Hi Tim, thanks for the inputs! I have turned off all the image show functions, but it still leaks.

By looking at the real time memory, I have figured out it happens when I try to:
Call some plot functions from a package, then save the figure with savefig, then plt.close(). So without showing anything, just make and save the figure seem to cause the leakage.

The plot function structure is something like:

def plot_func()
    take data from a class object
    do some calculations
    make some plots from the data
    savefig
    plt.close()

Does this help: Optimizing Matplotlib Performance: Handling Memory Leaks Efficiently - DEV Community

ie add plt.clf() before plt.close().

matplotlib.plt is notoriously leaky since it is using global state. We have migrated away from using it.

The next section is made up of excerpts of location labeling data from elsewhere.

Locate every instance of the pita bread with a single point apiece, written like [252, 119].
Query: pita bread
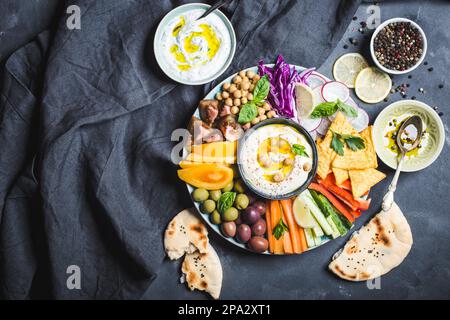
[185, 234]
[203, 272]
[376, 249]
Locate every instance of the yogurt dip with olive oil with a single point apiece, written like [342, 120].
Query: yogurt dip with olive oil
[269, 162]
[195, 50]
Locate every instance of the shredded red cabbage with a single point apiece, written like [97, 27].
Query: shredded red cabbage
[282, 85]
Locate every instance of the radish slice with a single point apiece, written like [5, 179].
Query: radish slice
[323, 127]
[333, 90]
[310, 124]
[315, 80]
[361, 121]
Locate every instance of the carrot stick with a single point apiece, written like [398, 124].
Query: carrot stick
[276, 216]
[287, 243]
[339, 206]
[270, 236]
[288, 215]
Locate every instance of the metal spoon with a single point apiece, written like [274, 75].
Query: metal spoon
[415, 121]
[215, 6]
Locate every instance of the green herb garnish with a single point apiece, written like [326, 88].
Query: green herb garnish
[249, 111]
[298, 149]
[353, 143]
[280, 229]
[225, 202]
[326, 109]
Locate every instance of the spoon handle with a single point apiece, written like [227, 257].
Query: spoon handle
[388, 198]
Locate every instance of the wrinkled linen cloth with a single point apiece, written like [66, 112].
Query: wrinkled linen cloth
[86, 118]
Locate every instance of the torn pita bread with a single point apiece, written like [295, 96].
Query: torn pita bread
[363, 180]
[203, 272]
[376, 249]
[340, 175]
[185, 234]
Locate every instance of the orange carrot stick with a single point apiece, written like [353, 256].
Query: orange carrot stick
[269, 228]
[288, 215]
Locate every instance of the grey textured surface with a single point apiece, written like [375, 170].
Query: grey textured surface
[423, 196]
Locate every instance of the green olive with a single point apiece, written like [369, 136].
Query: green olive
[239, 186]
[215, 195]
[230, 214]
[200, 195]
[241, 201]
[215, 217]
[228, 187]
[208, 206]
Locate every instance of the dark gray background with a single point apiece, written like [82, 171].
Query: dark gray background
[423, 196]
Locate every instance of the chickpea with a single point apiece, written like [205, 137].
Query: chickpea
[307, 166]
[266, 106]
[255, 121]
[225, 94]
[278, 177]
[237, 79]
[271, 114]
[288, 162]
[245, 85]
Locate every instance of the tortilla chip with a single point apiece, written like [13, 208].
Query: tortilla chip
[361, 159]
[340, 175]
[325, 153]
[363, 180]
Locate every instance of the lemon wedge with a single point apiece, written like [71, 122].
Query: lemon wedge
[372, 85]
[347, 67]
[305, 100]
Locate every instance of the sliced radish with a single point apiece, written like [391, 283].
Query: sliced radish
[333, 90]
[310, 124]
[323, 127]
[315, 80]
[361, 121]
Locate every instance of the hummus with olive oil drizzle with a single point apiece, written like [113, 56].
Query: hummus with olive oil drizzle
[269, 162]
[194, 49]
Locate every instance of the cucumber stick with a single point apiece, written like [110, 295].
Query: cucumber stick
[316, 212]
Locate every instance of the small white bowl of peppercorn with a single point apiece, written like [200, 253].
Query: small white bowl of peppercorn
[398, 46]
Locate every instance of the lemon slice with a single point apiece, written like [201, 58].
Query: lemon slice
[347, 67]
[304, 100]
[372, 85]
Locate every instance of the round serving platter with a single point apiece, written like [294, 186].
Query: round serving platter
[314, 83]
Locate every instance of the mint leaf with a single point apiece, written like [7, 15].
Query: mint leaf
[323, 110]
[336, 144]
[248, 112]
[298, 149]
[348, 110]
[280, 229]
[225, 202]
[261, 90]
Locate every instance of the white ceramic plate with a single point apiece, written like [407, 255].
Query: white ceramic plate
[434, 141]
[168, 70]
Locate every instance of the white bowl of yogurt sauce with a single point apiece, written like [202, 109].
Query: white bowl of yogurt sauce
[194, 52]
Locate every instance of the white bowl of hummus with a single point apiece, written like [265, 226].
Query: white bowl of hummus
[277, 158]
[192, 51]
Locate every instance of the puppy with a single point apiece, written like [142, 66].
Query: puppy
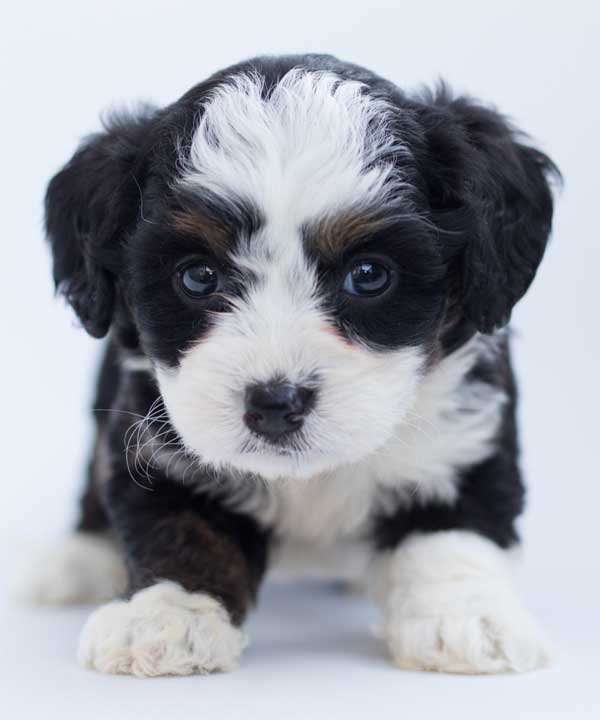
[304, 274]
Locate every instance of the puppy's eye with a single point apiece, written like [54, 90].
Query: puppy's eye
[199, 280]
[367, 279]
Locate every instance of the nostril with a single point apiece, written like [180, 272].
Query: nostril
[276, 408]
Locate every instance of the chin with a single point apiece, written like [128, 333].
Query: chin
[305, 276]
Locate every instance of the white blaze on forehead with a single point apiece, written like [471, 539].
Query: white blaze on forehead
[312, 145]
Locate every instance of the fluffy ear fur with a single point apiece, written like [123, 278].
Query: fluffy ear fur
[492, 193]
[90, 204]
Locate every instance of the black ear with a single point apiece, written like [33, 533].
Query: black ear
[492, 189]
[90, 205]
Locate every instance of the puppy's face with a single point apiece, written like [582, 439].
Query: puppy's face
[289, 273]
[301, 287]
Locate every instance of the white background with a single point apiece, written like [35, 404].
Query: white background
[61, 65]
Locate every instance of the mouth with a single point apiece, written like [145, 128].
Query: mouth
[284, 445]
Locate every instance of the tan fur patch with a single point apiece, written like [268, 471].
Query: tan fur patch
[335, 234]
[192, 222]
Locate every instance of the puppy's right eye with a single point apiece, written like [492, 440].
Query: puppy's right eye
[199, 280]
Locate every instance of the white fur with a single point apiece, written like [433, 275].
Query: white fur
[314, 145]
[450, 606]
[447, 426]
[162, 630]
[85, 568]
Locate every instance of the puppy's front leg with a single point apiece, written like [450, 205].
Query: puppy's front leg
[450, 606]
[194, 569]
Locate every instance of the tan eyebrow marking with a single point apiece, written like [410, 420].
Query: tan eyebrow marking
[335, 234]
[197, 224]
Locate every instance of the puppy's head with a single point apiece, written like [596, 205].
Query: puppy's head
[293, 244]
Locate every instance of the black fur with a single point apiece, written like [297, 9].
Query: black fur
[468, 251]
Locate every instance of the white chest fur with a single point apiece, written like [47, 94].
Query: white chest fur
[452, 425]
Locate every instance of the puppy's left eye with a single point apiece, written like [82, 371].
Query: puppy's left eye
[367, 279]
[199, 280]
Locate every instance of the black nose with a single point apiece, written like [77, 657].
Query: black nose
[276, 408]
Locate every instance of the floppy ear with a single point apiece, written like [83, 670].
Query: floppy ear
[493, 190]
[90, 205]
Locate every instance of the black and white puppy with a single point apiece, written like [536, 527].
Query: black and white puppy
[305, 273]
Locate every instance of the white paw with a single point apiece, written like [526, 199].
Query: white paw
[84, 568]
[477, 634]
[450, 607]
[162, 630]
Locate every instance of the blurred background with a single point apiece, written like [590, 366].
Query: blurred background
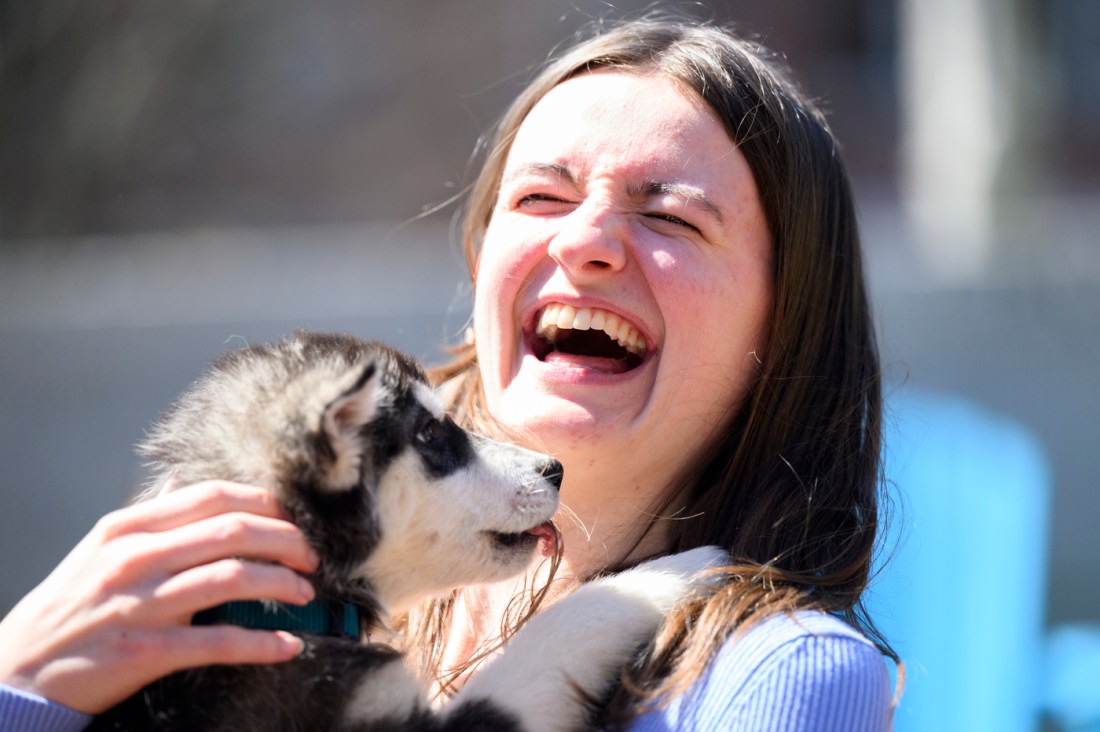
[182, 177]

You may want to consider switching to lsst.utils.plotting.make_figure.

1 Like

The function I am using is hard coded in a package (lenstronomy.Plots.model_plot.ModelPlot), it might not be easy to switch the whole staffs to lsst plotting…

I have tried to put plt.clf() in that specific funtion that I am using, the leakage still exists. Every time I call it, it accumulates ~0.05 GB memory.

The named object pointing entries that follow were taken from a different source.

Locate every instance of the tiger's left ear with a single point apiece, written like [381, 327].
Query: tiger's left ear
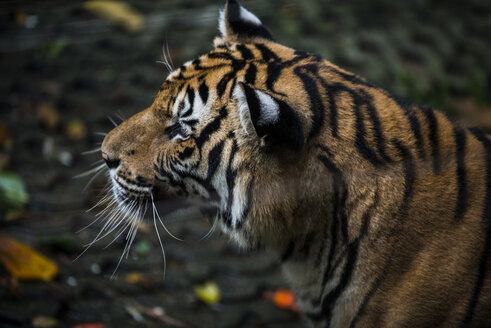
[237, 24]
[272, 120]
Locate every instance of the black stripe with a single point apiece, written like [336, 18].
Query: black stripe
[433, 137]
[377, 127]
[360, 141]
[272, 74]
[460, 140]
[190, 94]
[413, 123]
[266, 53]
[221, 55]
[210, 128]
[254, 106]
[409, 176]
[409, 179]
[486, 216]
[230, 178]
[245, 52]
[191, 122]
[371, 291]
[247, 208]
[338, 181]
[214, 159]
[222, 84]
[250, 77]
[333, 109]
[328, 302]
[354, 79]
[310, 87]
[203, 92]
[186, 153]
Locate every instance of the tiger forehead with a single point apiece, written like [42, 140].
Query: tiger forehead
[227, 54]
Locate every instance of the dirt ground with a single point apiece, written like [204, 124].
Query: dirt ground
[64, 70]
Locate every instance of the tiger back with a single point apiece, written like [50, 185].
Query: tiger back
[379, 209]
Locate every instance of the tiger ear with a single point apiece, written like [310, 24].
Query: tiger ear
[237, 24]
[272, 120]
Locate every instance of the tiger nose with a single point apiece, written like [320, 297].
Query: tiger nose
[112, 163]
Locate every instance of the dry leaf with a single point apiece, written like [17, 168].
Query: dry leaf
[208, 292]
[25, 263]
[284, 299]
[44, 322]
[117, 12]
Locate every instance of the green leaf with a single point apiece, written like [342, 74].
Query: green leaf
[13, 195]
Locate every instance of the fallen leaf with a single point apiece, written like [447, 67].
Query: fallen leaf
[48, 115]
[76, 129]
[25, 263]
[134, 313]
[208, 292]
[13, 195]
[284, 299]
[117, 12]
[44, 322]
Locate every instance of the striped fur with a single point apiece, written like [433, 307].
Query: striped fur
[379, 209]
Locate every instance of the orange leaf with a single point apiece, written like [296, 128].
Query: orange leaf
[284, 299]
[25, 263]
[90, 325]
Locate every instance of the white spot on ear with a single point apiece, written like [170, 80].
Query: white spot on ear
[270, 110]
[244, 113]
[221, 23]
[247, 16]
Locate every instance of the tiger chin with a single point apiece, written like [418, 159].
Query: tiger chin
[379, 209]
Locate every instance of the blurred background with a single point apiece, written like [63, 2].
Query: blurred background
[68, 65]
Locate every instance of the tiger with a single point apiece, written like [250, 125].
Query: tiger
[378, 209]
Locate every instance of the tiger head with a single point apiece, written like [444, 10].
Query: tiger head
[231, 128]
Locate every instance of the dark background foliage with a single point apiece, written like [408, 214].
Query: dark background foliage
[63, 69]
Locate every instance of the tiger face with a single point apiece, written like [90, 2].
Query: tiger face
[215, 126]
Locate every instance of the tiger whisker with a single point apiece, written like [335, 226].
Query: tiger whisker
[158, 237]
[212, 229]
[168, 54]
[127, 247]
[93, 151]
[160, 220]
[89, 172]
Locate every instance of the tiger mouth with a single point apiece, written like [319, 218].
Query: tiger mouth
[127, 191]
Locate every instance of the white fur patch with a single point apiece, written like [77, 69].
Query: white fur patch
[247, 16]
[244, 113]
[270, 110]
[221, 23]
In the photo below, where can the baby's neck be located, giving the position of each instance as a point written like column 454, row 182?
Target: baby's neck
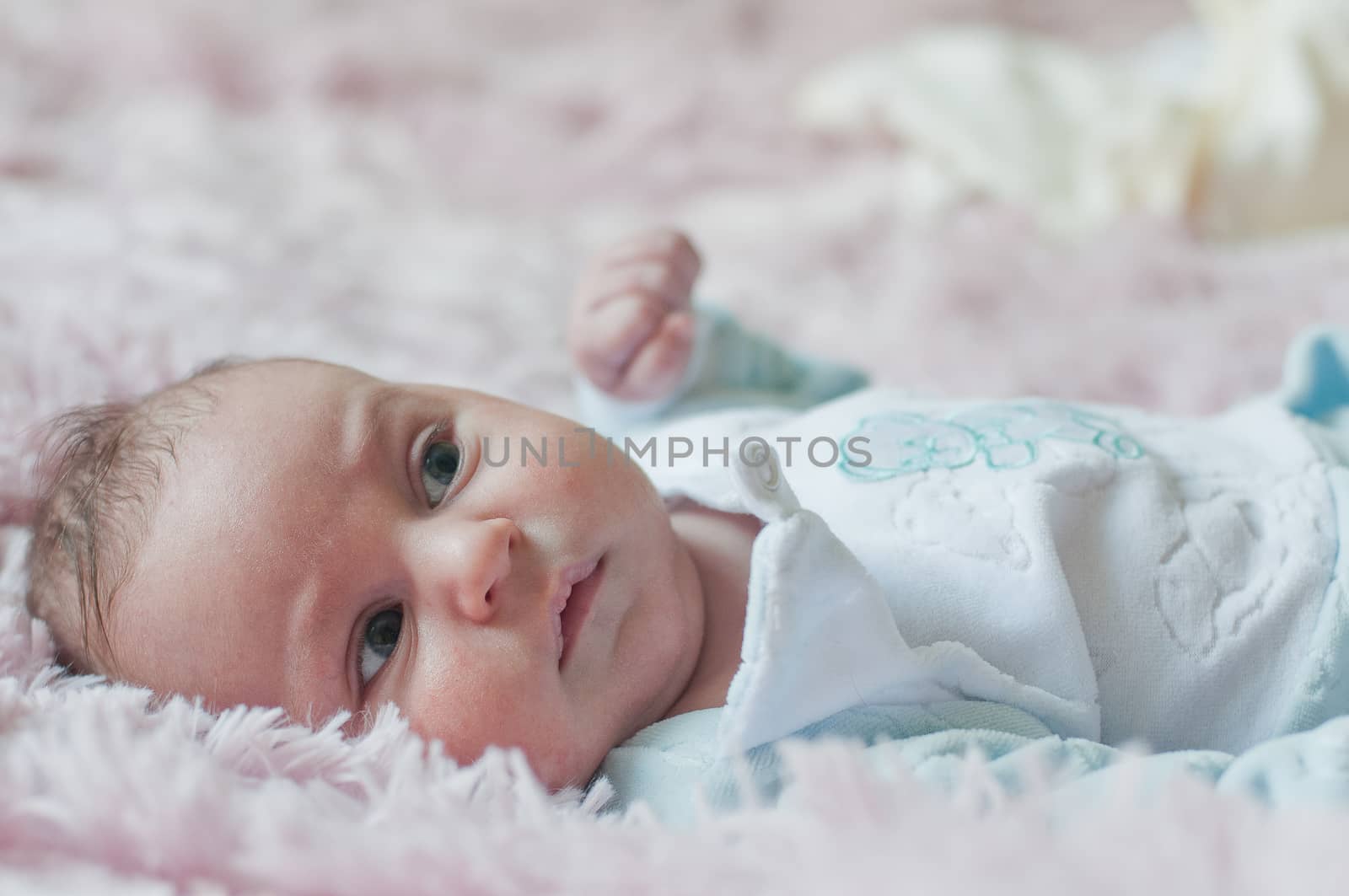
column 719, row 545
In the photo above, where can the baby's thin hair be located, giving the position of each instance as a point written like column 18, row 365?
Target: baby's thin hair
column 99, row 478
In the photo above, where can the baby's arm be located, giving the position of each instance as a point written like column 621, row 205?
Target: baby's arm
column 642, row 350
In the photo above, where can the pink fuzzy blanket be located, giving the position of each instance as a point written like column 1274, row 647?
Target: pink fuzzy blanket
column 411, row 188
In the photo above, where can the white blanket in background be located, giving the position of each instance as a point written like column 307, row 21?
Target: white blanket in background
column 1240, row 126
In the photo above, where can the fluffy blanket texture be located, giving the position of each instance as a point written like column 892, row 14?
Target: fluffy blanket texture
column 411, row 188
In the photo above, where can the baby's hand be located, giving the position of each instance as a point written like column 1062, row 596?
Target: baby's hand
column 632, row 325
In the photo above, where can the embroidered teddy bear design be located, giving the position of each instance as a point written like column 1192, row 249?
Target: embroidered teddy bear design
column 1004, row 436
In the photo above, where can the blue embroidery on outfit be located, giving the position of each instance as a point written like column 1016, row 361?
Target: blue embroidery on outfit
column 1005, row 436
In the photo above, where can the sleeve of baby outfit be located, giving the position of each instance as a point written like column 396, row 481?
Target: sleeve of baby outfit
column 732, row 368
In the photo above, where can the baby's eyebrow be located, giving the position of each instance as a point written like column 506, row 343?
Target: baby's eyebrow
column 314, row 656
column 363, row 419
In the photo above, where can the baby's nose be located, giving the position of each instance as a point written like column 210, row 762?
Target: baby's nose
column 474, row 566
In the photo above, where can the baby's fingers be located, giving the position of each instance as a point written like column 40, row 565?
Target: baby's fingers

Maybe to make this issue more general, if we want to use some packages with hard coded matplotlib funtions on RSP, would it be better to download the data we need, and work on our local HPC?

lsst-utils is on pypi but the point is that the code in there is only a few lines and it would be interesting to know if that fixes the leaks. matplotlib.plt is notoriously bad for use in production code because of the leaks and globals. It’s great for quick plots but we realized long ago that we couldn’t use it in library code. If you can show that the leak goes away if you switch to the scheme used in make_figures then that might be a good reason to get the upstream package you are using to move away from using plt.

I don’t think your problem is an RSP issue as such, but a more general problem with memory leaks that are made noticeable by the RSP notebook servers having a fixed amount of memory and no swap.

Hi Tim, I have digged in the code a bit more, it turns out that the issue is caused by the plt.savefig() function. When I want to save a figure in pdf format, it causes the memory leak. Once I change the figure format to .png, it is fixed (sorry that I didn’t mention the figure format above).

It seems that matplotlib.plot.savefig(".pdf") uses a C backend (most likely a C library called Cairo) to render the pdf file. So it’s likely the memory leak is in that interface, and gc.collect() doesn’t have access to the C objects in memory.

I have tested the same code on my laptop in spyder, the savefig .pdf version is also fine. So I think this might be an issue with the pdf writer of RSP.

All I can suggest is that you compare matplotlib versions and cairo versions. Running conda list in a RSP terminal will tell you all the versions.

If you switch from the recommended container to the current weekly you will get a fully updated conda environment (with python 3.13).